Thursday, January 10, 2008

Scraping South of the Border

Never really had much of a problem with scrapers from Mexico before but today one came bouncing through Megared's proxy server:

200.52.167.3 [customer-CLN-167-3.megared.net.mx.] requested 11 pages as "Mozilla/4.0 (compatible; MSIE 6.0; Windows NT 5.1)"

200.52.167.8 [customer-CLN-167-8.megared.net.mx.] requested 156 pages as "Mozilla/4.0 (compatible; MSIE 6.0; Windows NT 5.1)"

200.52.167.4 [customer-CLN-167-4.megared.net.mx.] requested 31 pages as "Mozilla/4.0 (compatible; MSIE 6.0; Windows NT 5.1)"

200.52.167.9 [customer-CLN-167-9.megared.net.mx.] requested 36 pages as "Mozilla/4.0 (compatible; MSIE 6.0; Windows NT 5.1)"
They were just speeding through read fast asking just for pages, nothing else, the typical scraper.

Not much you can do about proxy servers and IP pools without punishing the innocent except set it to challenge all future accesses but that's a bit extreme for a single instance.

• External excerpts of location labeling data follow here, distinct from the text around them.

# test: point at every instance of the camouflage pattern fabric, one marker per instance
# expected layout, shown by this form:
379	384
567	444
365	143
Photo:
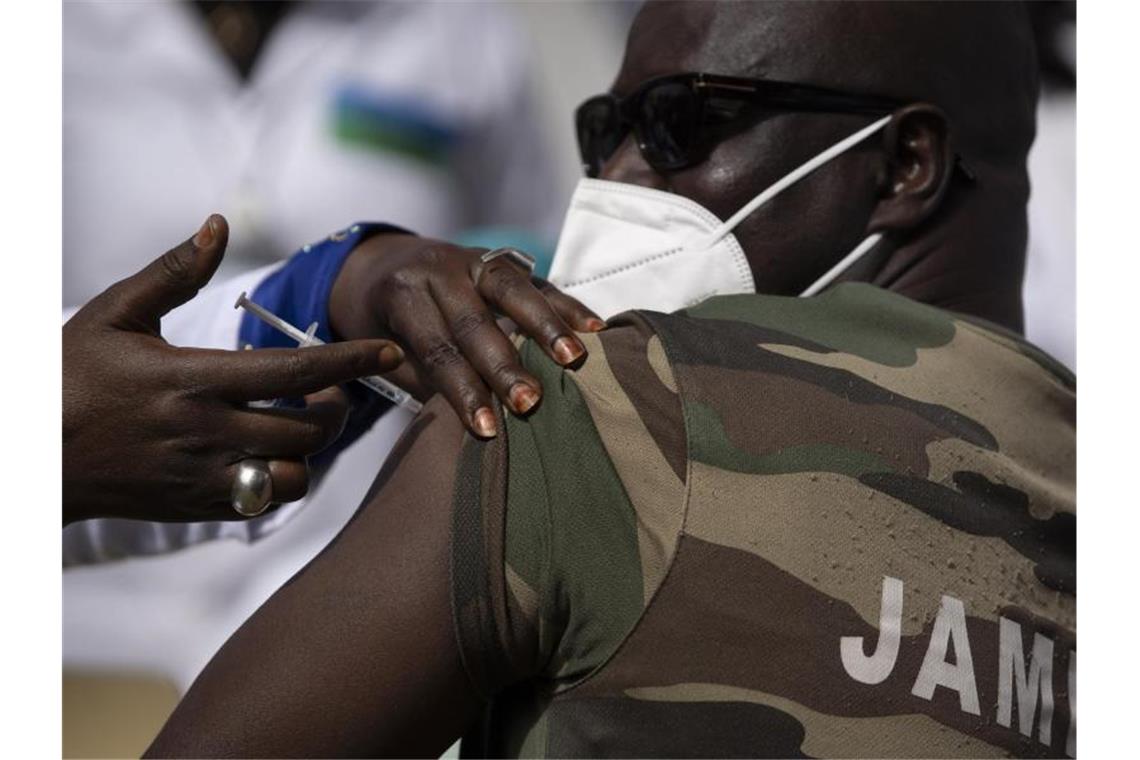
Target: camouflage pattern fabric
765	526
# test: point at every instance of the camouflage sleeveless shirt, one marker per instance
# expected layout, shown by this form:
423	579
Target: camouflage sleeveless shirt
766	526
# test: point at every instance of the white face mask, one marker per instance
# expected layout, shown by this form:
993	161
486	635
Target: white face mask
625	246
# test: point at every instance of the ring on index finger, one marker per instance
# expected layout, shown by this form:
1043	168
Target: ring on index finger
516	256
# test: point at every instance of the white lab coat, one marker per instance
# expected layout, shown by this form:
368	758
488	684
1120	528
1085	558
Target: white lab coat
159	131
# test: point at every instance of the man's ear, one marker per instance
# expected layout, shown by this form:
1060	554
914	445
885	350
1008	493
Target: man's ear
919	168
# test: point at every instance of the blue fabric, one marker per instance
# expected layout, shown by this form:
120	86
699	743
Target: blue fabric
299	292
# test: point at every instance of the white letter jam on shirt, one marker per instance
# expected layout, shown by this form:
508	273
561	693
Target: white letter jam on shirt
1040	680
876	669
949	626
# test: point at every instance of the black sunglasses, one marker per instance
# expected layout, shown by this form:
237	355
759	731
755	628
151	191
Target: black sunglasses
672	115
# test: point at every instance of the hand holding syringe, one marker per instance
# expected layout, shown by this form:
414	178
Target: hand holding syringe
375	383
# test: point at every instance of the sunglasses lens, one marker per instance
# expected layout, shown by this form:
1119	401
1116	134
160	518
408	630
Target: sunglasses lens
669	124
600	131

It's not like the crazy shit that comes from airtelbroadband.in, but that's a different blog post.

2 comments:

Anonymous said...

This seems more like a network of scrapers. It spikes during the Summer months and also reappears during the Christmas holidays. It is not limited to Mexico either - I've seen it from Brazilian ISPs, Chinese IP ranges, Russian IP ranges and Eastern Europe IP ranges.

Anonymous said...

Anything coming from south of the Alamo is grouped into one category. I 'm seeing many botnets and scraper networks using CAmerican, SAmerican IPs.

When the log files show probing for known exploitable files an IP from "south of the Alamo" is usually involved. IPs involved in probing are banned for about a day.(random number of hours between 18 and 27)

Anything that "trips" gets 5 to 10 cloaked pages and then hit with a Captcha. Humans will get another Captcha after a ramdon number of pages.

.cn, ru, most slavic countries and Pacific rim telecos are banned at the firewall.